I've just recently bought 2 giant african albino land snails, and all they seem to want todo is bury them selfs, I know there not really that amazing, I have stuff like plant pots rocks, moss and a fern what else do I need todo to make them enjoy there selves???


----------



## Dee_Williams (Aug 15, 2010)

It depends on the species as to what temps and humidity they need. Some like it drier, some wetter. 
If you say what species they are and post a pic of your setup it might help  

Also check this out:

http://www.reptileforums.co.uk/forums/invert-care-sheets/821621-giant-african-land-snail-care.html


----------



## ChristopherMarfell (Jun 13, 2013)

Dee_Williams said:


> It depends on the species as to what temps and humidity they need. Some like it drier, some wetter.
> If you say what species they are and post a pic of your setup it might help
> 
> Also check this out:
> ...


Albino Archachatina marginata suturalis










Sent from my GT-N7100 using Tapatalk 2


----------



## MustLoveSnails (Aug 2, 2009)

What heat do they have at the moment and what is the temperature reading at? That moss looks dry so i'm guessing that the humidity is probably too low for them, try wetting the moss with warm (not hot) water and giving the tank a good mist. If the conditions are not humid enough they will burrow and/or seal in, the same with if the temperature is too high or low. If the lid is slatted you can try covering it with clingfilm to help stop the tank drying out too quickly as well.

Do they have cuttlefish? I'm guessing you know how big these ones get and that they will need a bigger tank as they grow? 
It is nice to see that you have taken the time to add stuff to their setup, not enough people do that.


----------



## MEDICALMAN (Jul 9, 2012)

christophermarfell said:


> i've just recently bought 2 giant african albino land snails, and all they seem to want todo is bury them selfs, i know there not really that amazing, i have stuff like plant pots rocks, moss and a fern what else do i need todo to make them enjoy there selves???


mdma?


----------



## ChristopherMarfell (Jun 13, 2013)

MustLoveSnails said:


> What heat do they have at the moment and what is the temperature reading at? That moss looks dry so i'm guessing that the humidity is probably too low for them, try wetting the moss with warm (not hot) water and giving the tank a good mist. If the conditions are not humid enough they will burrow and/or seal in, the same with if the temperature is too high or low. If the lid is slatted you can try covering it with clingfilm to help stop the tank drying out too quickly as well.
> 
> Do they have cuttlefish? I'm guessing you know how big these ones get and that they will need a bigger tank as they grow?
> It is nice to see that you have taken the time to add stuff to their setup, not enough people do that.
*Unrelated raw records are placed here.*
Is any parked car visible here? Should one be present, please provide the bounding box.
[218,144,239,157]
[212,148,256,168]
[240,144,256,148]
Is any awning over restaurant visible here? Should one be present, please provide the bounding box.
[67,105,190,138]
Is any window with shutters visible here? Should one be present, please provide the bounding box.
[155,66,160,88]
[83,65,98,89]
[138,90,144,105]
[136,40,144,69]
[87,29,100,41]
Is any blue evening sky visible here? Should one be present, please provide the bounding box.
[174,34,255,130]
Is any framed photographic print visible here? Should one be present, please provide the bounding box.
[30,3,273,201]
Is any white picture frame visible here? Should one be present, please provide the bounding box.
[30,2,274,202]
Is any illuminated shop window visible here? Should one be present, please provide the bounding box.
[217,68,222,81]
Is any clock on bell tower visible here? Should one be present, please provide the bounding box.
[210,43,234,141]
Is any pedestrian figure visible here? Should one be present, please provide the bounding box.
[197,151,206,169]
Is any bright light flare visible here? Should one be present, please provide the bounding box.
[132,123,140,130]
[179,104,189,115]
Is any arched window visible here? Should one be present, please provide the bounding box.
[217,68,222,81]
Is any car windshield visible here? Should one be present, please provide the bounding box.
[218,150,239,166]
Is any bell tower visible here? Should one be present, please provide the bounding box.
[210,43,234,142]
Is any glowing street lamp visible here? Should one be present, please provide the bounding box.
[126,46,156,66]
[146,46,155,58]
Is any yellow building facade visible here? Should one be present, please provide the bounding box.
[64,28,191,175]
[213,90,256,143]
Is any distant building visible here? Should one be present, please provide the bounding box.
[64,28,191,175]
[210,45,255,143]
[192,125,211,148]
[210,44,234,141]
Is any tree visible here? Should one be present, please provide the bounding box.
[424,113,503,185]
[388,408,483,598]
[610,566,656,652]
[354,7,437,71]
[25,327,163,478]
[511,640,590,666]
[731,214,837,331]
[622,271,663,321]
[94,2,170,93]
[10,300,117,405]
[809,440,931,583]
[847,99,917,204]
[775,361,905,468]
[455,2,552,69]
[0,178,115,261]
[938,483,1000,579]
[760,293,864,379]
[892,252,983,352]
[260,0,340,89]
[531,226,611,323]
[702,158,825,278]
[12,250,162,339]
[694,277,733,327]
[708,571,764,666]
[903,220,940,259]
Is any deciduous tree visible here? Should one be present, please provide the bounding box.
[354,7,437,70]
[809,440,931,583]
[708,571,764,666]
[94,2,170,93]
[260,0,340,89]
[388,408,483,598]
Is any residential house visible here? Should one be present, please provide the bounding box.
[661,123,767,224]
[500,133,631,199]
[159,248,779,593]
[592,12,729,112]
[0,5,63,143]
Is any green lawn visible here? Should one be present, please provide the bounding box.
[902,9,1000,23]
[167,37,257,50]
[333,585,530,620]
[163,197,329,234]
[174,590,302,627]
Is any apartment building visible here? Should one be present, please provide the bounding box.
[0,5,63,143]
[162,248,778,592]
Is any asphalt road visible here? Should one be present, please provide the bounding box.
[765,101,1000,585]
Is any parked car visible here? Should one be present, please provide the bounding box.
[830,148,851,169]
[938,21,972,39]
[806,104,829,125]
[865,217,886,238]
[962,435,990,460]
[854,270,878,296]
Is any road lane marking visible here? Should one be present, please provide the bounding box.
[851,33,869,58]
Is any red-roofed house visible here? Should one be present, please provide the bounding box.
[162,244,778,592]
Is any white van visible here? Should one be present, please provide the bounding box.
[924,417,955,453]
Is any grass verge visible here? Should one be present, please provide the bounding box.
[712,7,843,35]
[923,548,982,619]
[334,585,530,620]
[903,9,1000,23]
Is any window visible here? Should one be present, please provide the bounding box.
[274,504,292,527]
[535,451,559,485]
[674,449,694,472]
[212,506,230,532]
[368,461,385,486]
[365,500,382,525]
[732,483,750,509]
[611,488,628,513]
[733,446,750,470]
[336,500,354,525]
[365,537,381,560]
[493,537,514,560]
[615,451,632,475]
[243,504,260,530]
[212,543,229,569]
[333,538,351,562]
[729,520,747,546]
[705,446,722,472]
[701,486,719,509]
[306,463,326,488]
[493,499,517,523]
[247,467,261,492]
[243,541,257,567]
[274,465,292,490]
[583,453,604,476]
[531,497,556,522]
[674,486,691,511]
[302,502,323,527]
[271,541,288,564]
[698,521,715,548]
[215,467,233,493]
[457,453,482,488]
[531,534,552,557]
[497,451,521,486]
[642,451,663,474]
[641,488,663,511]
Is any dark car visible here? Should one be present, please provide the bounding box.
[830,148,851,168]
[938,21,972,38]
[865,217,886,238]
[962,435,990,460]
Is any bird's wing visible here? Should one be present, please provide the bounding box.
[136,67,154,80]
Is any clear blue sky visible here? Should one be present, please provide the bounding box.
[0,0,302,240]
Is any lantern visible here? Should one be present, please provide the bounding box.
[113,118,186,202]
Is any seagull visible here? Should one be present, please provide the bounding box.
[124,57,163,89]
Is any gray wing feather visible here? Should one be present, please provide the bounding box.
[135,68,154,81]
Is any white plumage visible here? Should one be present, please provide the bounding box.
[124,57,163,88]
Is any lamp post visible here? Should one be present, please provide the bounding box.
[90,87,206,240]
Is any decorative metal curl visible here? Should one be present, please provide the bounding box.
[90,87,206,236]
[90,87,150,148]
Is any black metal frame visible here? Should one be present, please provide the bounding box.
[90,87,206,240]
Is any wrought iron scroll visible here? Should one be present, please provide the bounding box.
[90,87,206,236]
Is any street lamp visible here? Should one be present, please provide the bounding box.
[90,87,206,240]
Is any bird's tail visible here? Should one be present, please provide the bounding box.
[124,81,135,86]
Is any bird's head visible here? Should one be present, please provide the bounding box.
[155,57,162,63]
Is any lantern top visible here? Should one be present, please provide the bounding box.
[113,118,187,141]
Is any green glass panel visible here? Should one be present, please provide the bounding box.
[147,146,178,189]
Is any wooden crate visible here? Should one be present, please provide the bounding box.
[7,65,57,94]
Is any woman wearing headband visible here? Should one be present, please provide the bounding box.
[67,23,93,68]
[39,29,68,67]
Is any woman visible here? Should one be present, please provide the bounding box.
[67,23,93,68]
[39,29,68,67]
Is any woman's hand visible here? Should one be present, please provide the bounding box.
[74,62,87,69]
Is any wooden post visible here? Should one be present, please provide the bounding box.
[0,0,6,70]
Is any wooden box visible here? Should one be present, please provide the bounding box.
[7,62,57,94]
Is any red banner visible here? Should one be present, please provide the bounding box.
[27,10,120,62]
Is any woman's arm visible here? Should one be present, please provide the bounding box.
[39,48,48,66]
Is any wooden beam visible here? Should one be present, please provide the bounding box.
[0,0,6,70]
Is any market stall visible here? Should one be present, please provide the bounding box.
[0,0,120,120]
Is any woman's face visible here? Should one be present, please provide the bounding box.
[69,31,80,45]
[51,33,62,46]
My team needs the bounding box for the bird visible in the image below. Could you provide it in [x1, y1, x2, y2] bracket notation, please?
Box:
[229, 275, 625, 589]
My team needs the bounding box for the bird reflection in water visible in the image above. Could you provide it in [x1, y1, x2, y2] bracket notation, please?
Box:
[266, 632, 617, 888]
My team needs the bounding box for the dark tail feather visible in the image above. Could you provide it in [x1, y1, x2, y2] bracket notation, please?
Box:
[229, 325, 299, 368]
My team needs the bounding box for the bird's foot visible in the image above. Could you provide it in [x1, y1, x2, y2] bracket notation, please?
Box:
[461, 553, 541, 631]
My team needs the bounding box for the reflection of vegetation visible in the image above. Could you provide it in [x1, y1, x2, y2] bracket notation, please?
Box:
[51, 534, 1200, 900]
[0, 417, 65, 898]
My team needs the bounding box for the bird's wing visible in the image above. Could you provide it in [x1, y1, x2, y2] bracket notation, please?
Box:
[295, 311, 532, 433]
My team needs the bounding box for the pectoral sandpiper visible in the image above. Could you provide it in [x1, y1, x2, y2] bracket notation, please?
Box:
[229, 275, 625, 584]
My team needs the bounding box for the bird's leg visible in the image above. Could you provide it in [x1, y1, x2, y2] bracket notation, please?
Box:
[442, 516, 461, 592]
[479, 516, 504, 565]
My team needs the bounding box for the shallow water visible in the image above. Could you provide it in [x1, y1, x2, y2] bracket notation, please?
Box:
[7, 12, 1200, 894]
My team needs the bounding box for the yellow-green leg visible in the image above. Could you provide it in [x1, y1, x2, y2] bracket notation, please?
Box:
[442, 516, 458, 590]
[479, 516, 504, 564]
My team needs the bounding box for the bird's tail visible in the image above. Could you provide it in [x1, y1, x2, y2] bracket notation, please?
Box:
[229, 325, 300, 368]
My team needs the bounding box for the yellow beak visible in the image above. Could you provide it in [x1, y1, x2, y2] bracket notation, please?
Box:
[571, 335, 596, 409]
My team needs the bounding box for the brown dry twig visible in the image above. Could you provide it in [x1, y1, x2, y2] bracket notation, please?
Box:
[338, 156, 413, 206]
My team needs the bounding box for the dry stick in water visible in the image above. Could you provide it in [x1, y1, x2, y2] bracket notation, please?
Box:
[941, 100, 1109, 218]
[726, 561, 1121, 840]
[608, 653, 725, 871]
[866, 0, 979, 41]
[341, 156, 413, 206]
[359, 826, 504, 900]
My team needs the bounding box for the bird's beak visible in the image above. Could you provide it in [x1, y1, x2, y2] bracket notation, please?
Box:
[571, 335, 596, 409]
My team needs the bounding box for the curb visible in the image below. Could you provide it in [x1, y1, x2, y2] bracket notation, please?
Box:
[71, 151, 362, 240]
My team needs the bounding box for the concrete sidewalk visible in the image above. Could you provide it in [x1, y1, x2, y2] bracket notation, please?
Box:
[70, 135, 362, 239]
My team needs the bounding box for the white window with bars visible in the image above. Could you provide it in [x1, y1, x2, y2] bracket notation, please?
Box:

The humidity is at 87, were struggling to get it down never mind up, I also have a cuttle fish on the left not sure if you can see, we cut a huge hole in the top then attached a bit of net curtain to the top, also holes in the side so they do have a bit of breathing space :/

Sent from my GT-N7100 using Tapatalk 2


----------



## ChristopherMarfell (Jun 13, 2013)

MustLoveSnails said:


> What heat do they have at the moment and what is the temperature reading at? That moss looks dry so i'm guessing that the humidity is probably too low for them, try wetting the moss with warm (not hot) water and giving the tank a good mist. If the conditions are not humid enough they will burrow and/or seal in, the same with if the temperature is too high or low. If the lid is slatted you can try covering it with clingfilm to help stop the tank drying out too quickly as well.
> 
> Do they have cuttlefish? I'm guessing you know how big these ones get and that they will need a bigger tank as they grow?
> It is nice to see that you have taken the time to add stuff to their setup, not enough people do that.



Also I forgot to add I dont supply any heat, I don't have a heat mat etc


Sent from my GT-N7100 using Tapatalk 2


----------



## MustLoveSnails (Aug 2, 2009)

I wouldn't worry too much about the humidity being that level, the digital gauges are usually +5% out anyway (the packaging/leaflet should say if this is the case) if it is one of the unbranded off eBay and margies do like it wetter. It will drop naturally anyway if they are supplied with a heat source. 

Do you know the temperature of the tank? Margies need it warmer than fulica so they might be a little on the cold side. 26c or a little over is a good temperature to aim for, a small heatmat on the side can achieve that fairly easily on smaller enclosures unless your house is freezing. They can be shy sometimes anyway but its better to check all the bases now.


----------



## ChristopherMarfell (Jun 13, 2013)

MustLoveSnails said:


> I wouldn't worry too much about the humidity being that level, the digital gauges are usually +5% out anyway (the packaging/leaflet should say if this is the case) if it is one of the unbranded off eBay and margies do like it wetter. It will drop naturally anyway if they are supplied with a heat source.
> 
> Do you know the temperature of the tank? Margies need it warmer than fulica so they might be a little on the cold side. 26c or a little over is a good temperature to aim for, a small heatmat on the side can achieve that fairly easily on smaller enclosures unless your house is freezing. They can be shy sometimes anyway but its better to check all the bases now.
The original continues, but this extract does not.